Обсуждение: pgsql: Sample postgres_fdw tables remotely during ANALYZE

Поиск
Список
Период
Сортировка

pgsql: Sample postgres_fdw tables remotely during ANALYZE

От
Tomas Vondra
Дата:
Sample postgres_fdw tables remotely during ANALYZE

When collecting ANALYZE sample on foreign tables, postgres_fdw fetched
all rows and performed the sampling locally. For large tables this means
transferring and immediately discarding large amounts of data.

This commit allows the sampling to be performed on the remote server,
transferring only the much smaller sample.
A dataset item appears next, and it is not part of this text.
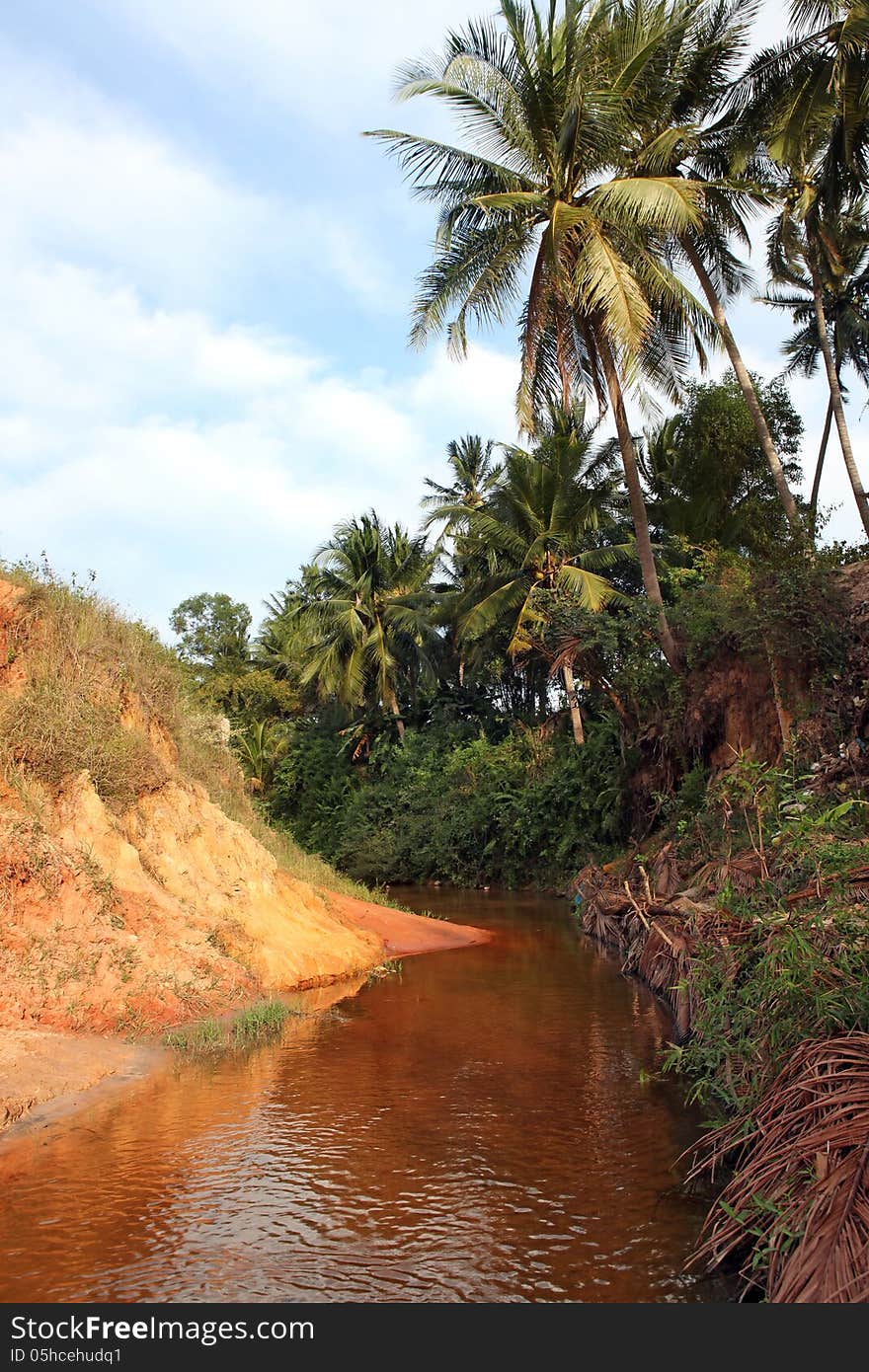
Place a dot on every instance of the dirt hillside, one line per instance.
(129, 899)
The sampling is performed
using the built-in TABLESAMPLE methods (system, bernoulli) or random()
function, depending on the remote server version.

Remote sampling can be enabled by analyze_sampling on the foreign server
and/or foreign table, with supported values 'off', 'auto', 'system',
'bernoulli' and 'random'. The default value is 'auto' which uses either
'bernoulli' (TABLESAMPLE method) or 'random' (for remote servers without
TABLESAMPLE support).

Branch
------
master

Details
-------
https://git.postgresql.org/pg/commitdiff/8ad51b5f446b5c19ba2c0033a0f7b3180b3b6d95

Modified Files
--------------
contrib/postgres_fdw/deparse.c                 |  72 ++++++++-
contrib/postgres_fdw/expected/postgres_fdw.out |  25 +++
contrib/postgres_fdw/option.c                  |  21 +++
contrib/postgres_fdw/postgres_fdw.c            | 202 ++++++++++++++++++++++++-
contrib/postgres_fdw/postgres_fdw.h            |  15 ++
contrib/postgres_fdw/sql/postgres_fdw.sql      |  36 +++++
doc/src/sgml/postgres-fdw.sgml                 |  35 +++++
7 files changed, 397 insertions(+), 9 deletions(-)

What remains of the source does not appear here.